A lot of recommendations will be reevaluated after the pandemic is over. Nothing like this has happened in 100 years.
The problem is the virus, not the government reaction to it. Personally, I tend to think governments under-reacted in most Western countries. I'm not sure how things would have returned to "normal" if the virus was raging out of control. A good precentage of people would see the deaths and still avoid going out to shop or whatever. I'm assuming you mean by "normal" that people would return to some normal pattern of economic activity - and even if 10 or 20% of people changed their behavior that would still impact the economy.
That seems hard to believe, since significantly more people die every year of all causes than could possibly have died of Covid, even if every single person in the world caught it.

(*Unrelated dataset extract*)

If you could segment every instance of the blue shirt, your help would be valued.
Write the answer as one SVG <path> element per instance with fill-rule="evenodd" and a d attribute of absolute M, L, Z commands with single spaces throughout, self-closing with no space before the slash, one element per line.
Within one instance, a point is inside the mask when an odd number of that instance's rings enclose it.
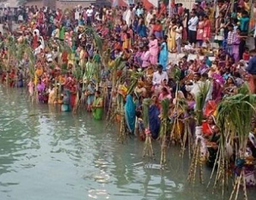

Most people probably wouldn’t have noticed anything was different.
> even if 10 or 20% of people changed their behavior that would still impact the economy.
Maybe so, but the economy is not the only or even the most important casualty of our Covid response. The importance of human social gatherings, the freedom to leave one’s home and go wherever one pleases, the education of children, and so on cannot be measured in economic terms.
> The problem is the virus, not the government reaction to it.
Places where there were very few or only brief restrictions, like Serbia, Belarus, or Florida, largely avoided the issues I described above with only a small or in some cases unmeasurable increase in all cause mortality for 2020.
Sweden is an interesting example. Comparing Sweden and Finland, for instance, older people essentially cloistered themselves in Sweden because they had no trust that they'd be safe in society, and their spending dropped by a higher amount than old people in Finland, who changed their habits less due to the swift and more stringent government response? My old-person family members in Finland were able to keep shopping, going to church, and having birthday parties with many families due to that response (as opposed to in the US where we limited ourselves to gatherings with max 3 households and did everything masked or outdoors due to several people still working on site).
Perhaps you live in a very different place. You certainly interpret statistics quite differently given your example of Florida.
If, instead, people had behaved responsibly in mass and we had used the time we got from that to establish coherent contact tracing and testing, things would have returned to normal by August as well, only without many the deaths your way would cause.
I'd argue that the "response" at the Federal level was a massive under-reaction. Months of denial didn't seem to work out so well.